This research area aims to demonstrate the correctness of systems and covers both formal and software verification.
This area aims to demonstrate the correctness of systems and contributes to software and hardware co-design.
Formal verification aims to establish that the design of a system and its underlying algorithms are correct with respect to a formal specification. Software verification assesses how well software satisfies defined requirements.
Both forms of verification include evaluation of properties such as performance, safety and security.
The strategy for this area recognises that verification and correctness research in the UK is of high quality and very strong in international standing.
Our goal is to create a portfolio of research that tackles the challenges posed by more complex, distributed, large-scale systems and builds on existing links with other research areas, such as Artificial Intelligence Technologies, ICT Networks and Distributed Systems, and Theoretical Computer Science.

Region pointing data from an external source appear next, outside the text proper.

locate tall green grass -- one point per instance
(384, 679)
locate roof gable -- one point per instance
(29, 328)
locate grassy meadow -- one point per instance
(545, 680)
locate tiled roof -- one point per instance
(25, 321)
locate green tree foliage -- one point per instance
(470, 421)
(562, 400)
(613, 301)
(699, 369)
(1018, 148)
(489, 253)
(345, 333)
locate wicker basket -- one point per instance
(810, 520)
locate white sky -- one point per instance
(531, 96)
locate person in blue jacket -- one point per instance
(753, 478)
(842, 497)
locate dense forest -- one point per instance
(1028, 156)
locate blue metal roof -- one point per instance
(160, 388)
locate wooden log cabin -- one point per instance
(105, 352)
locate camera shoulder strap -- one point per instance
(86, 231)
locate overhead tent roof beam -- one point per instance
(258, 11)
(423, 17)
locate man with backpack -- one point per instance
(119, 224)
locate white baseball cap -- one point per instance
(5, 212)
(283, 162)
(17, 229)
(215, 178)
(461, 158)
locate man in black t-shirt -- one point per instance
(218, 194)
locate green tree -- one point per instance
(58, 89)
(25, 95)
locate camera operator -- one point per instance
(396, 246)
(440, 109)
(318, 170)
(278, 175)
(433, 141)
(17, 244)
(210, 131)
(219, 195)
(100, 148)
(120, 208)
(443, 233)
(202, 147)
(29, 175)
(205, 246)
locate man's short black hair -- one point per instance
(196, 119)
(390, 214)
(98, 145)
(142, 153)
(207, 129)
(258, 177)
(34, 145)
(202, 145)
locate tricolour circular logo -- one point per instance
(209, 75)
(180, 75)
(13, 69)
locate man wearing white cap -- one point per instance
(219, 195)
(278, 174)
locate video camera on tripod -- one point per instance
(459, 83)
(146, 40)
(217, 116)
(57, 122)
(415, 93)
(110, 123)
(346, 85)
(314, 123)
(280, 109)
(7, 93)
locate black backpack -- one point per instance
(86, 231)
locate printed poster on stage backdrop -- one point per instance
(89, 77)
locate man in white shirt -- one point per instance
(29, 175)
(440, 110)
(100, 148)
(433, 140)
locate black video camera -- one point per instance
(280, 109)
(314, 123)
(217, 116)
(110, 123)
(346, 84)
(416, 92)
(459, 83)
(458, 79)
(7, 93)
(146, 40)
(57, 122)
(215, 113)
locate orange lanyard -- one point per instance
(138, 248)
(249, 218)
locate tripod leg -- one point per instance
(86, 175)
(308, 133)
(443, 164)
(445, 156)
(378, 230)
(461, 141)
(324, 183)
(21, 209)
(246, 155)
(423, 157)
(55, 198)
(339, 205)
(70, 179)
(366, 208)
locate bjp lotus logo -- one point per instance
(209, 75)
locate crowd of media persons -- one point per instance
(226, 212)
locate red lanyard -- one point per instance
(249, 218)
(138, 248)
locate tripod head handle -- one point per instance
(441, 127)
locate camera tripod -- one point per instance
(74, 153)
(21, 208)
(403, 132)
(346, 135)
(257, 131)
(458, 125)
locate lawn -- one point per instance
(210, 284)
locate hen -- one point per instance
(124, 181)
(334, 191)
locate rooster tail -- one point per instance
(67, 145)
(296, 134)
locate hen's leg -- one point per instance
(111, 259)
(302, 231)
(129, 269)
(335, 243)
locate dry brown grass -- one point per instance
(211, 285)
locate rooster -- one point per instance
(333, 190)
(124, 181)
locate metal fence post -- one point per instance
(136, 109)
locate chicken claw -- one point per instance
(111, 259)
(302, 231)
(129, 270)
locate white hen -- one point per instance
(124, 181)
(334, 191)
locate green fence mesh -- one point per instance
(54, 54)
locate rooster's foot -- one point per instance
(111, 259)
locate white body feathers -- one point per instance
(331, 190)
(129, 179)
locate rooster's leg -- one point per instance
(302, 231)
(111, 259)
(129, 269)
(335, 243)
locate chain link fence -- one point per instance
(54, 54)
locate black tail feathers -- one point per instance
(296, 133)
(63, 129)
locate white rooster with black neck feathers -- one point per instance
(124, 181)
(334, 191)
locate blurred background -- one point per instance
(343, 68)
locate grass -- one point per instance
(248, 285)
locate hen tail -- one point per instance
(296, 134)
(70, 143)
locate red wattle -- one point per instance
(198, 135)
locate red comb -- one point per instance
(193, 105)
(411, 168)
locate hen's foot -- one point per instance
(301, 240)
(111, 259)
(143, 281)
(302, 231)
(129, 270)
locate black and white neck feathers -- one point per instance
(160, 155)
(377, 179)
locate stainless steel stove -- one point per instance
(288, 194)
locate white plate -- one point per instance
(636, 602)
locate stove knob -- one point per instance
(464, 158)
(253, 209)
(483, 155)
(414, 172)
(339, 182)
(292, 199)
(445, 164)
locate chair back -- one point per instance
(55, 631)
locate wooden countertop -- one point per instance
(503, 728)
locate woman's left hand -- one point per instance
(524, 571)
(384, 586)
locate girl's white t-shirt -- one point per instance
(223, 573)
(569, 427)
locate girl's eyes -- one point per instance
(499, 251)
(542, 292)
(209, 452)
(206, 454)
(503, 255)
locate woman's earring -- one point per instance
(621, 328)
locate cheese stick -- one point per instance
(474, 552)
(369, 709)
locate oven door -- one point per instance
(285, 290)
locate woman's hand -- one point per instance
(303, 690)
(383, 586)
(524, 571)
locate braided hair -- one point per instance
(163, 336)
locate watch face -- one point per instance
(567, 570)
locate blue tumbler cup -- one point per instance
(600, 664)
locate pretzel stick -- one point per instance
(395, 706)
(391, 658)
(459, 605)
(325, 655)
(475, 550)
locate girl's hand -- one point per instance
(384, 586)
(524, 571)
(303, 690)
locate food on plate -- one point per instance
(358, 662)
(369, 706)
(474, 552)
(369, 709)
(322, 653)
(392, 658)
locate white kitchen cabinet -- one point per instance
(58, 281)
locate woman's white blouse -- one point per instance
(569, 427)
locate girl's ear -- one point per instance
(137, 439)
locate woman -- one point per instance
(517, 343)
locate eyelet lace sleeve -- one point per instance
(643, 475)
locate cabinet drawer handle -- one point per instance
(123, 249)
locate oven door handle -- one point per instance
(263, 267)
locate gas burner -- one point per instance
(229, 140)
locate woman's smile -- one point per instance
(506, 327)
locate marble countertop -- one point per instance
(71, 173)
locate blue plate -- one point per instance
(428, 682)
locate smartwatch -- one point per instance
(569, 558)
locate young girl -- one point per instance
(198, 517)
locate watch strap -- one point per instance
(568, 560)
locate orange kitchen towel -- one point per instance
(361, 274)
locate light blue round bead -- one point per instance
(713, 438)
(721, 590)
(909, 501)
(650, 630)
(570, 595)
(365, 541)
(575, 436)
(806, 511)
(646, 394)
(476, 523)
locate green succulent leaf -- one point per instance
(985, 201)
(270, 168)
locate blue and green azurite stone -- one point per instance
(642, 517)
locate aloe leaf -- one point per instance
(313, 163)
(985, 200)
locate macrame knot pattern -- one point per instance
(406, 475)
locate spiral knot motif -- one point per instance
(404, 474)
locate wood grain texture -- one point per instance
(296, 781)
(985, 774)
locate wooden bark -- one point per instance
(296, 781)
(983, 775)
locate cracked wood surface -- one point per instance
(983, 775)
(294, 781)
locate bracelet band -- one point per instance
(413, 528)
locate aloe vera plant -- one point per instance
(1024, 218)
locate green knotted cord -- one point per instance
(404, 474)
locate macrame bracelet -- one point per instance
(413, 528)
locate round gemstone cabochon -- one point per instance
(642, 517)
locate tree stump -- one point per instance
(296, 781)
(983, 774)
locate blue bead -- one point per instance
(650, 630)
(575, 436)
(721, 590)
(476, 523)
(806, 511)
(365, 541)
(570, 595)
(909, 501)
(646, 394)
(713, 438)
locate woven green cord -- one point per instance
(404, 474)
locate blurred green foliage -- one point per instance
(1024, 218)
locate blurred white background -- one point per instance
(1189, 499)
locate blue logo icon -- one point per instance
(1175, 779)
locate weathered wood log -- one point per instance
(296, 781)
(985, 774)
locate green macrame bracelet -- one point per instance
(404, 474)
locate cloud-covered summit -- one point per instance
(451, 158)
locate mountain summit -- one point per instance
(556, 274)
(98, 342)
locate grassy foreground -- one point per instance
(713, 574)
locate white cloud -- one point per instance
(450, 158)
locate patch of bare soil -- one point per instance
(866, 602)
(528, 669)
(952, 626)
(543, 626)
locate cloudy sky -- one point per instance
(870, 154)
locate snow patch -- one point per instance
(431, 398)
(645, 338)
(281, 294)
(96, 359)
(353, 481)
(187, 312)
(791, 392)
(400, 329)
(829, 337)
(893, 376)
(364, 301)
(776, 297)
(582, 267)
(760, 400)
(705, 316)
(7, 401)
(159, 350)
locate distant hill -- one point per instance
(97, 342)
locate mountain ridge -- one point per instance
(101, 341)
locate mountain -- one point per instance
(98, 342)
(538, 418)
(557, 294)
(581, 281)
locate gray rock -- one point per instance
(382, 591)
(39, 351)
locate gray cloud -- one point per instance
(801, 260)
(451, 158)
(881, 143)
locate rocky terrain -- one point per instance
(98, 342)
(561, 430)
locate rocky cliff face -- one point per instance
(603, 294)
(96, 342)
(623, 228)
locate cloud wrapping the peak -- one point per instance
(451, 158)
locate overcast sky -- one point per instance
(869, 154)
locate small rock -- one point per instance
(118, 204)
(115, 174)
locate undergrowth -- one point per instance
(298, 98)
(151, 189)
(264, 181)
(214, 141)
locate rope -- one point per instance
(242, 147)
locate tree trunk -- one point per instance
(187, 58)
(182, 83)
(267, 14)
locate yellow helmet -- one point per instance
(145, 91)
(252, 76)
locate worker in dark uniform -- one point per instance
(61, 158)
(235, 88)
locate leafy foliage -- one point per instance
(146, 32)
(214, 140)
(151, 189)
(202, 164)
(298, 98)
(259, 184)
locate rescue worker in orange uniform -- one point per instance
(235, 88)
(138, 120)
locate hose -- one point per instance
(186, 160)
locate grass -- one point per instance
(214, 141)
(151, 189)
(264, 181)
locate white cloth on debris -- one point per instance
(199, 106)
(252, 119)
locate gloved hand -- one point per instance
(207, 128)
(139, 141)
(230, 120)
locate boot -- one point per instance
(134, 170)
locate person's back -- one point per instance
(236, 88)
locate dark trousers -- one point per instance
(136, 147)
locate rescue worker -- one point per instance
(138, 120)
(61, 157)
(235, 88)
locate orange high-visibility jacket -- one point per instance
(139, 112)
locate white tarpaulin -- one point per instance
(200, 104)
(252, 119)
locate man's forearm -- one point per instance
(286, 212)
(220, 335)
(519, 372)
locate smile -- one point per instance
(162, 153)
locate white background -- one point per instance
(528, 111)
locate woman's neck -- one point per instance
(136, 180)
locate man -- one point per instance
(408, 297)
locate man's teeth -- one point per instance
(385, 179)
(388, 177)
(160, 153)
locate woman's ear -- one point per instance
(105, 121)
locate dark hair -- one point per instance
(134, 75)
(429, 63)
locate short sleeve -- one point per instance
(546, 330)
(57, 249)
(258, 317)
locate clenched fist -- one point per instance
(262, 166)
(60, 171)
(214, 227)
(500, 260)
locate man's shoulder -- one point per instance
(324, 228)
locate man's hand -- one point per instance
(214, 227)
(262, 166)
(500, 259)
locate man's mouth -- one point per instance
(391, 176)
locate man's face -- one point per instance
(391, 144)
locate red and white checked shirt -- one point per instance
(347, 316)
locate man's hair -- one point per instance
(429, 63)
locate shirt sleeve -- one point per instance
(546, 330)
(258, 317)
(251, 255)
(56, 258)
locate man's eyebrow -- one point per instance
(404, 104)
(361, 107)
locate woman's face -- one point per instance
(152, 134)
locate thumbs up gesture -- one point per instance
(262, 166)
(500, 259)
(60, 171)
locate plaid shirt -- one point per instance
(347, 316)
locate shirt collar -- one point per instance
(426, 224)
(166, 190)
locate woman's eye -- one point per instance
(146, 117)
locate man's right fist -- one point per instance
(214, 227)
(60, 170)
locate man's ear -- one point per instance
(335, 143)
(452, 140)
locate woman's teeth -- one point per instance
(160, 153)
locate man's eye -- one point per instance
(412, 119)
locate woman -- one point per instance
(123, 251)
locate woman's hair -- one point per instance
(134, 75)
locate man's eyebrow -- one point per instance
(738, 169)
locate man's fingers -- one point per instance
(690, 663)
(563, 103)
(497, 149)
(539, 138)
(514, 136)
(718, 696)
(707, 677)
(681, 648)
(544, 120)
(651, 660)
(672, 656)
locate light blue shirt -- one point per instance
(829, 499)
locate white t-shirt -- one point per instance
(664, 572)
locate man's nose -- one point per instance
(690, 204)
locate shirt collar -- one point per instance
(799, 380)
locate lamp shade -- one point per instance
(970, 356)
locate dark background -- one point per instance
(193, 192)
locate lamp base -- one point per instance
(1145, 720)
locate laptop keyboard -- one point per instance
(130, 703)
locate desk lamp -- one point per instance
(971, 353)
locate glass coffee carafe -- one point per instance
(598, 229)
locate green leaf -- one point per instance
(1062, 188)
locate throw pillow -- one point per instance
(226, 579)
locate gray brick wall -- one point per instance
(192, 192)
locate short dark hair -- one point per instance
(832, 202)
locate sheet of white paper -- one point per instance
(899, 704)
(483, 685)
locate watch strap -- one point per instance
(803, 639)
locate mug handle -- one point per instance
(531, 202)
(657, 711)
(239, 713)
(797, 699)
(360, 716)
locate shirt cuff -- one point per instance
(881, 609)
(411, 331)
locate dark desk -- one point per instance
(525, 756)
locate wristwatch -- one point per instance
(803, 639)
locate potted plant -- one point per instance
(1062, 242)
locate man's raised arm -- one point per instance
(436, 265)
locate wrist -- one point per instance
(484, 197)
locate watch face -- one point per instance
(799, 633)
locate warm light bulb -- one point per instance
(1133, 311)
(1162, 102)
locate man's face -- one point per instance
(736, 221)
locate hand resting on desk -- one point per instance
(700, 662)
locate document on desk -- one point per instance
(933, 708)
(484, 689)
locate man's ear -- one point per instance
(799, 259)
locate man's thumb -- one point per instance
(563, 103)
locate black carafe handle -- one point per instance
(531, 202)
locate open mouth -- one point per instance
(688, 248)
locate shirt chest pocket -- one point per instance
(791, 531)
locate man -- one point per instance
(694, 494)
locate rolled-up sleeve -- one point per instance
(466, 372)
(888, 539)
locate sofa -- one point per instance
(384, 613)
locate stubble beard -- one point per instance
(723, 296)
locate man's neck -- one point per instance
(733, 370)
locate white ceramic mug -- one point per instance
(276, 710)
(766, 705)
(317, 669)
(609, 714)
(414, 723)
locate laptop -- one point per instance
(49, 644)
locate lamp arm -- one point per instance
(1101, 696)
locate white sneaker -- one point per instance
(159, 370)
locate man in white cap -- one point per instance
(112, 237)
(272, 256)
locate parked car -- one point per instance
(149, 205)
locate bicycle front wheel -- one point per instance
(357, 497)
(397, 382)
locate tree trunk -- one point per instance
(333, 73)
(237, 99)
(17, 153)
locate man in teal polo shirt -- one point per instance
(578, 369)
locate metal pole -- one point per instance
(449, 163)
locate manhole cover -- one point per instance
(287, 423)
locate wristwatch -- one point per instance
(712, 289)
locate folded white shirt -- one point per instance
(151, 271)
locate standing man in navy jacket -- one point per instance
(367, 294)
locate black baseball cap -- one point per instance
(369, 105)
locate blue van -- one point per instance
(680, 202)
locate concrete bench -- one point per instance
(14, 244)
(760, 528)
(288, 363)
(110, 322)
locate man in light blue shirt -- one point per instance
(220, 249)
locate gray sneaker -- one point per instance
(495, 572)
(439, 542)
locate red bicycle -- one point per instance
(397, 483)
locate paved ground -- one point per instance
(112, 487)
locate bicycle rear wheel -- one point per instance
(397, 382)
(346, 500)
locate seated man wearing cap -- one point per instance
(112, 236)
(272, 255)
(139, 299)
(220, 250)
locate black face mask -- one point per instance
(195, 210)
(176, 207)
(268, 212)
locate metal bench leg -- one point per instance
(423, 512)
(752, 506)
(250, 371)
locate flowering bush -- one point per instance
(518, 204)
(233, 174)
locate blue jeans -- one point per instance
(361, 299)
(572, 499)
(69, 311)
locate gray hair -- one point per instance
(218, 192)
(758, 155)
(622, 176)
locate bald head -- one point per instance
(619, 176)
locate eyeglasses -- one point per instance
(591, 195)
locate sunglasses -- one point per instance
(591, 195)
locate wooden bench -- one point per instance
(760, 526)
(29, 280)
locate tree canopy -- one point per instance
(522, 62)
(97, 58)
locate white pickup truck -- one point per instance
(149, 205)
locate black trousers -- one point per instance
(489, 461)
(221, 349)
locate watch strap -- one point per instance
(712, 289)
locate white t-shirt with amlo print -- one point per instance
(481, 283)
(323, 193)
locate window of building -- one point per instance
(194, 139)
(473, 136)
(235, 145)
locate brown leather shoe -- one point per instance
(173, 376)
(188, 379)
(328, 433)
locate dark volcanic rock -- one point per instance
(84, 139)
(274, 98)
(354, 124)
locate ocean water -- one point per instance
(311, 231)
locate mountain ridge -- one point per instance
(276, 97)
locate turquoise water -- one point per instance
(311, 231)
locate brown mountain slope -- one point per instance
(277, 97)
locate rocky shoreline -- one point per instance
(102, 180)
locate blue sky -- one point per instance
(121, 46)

This includes contributing to EPSRC’s Future Intelligent Technologies priority for the ICT theme, particularly in terms of the development of trusted technologies.
We want to strengthen our researchers’ existing links between theory and practice to address real-world challenges, including the development of usable tools. We also aim for consideration of human interaction with verification technologies to take place from the outset, in line with EPSRC’s People at the Heart cross-ICT priority.
Researchers addressing cybersecurity challenges and contributing to ongoing work driven by security issues. The involvement of verification and correctness researchers is integral to realising the aims of EPSRC’s Safe and Secure cross-ICT priority by ensuring reliable, robust systems that can cope in a modern, complex world.
In recognition of the increased interest from industry in verification and correctness, we will monitor the supply of people into the relevant research community.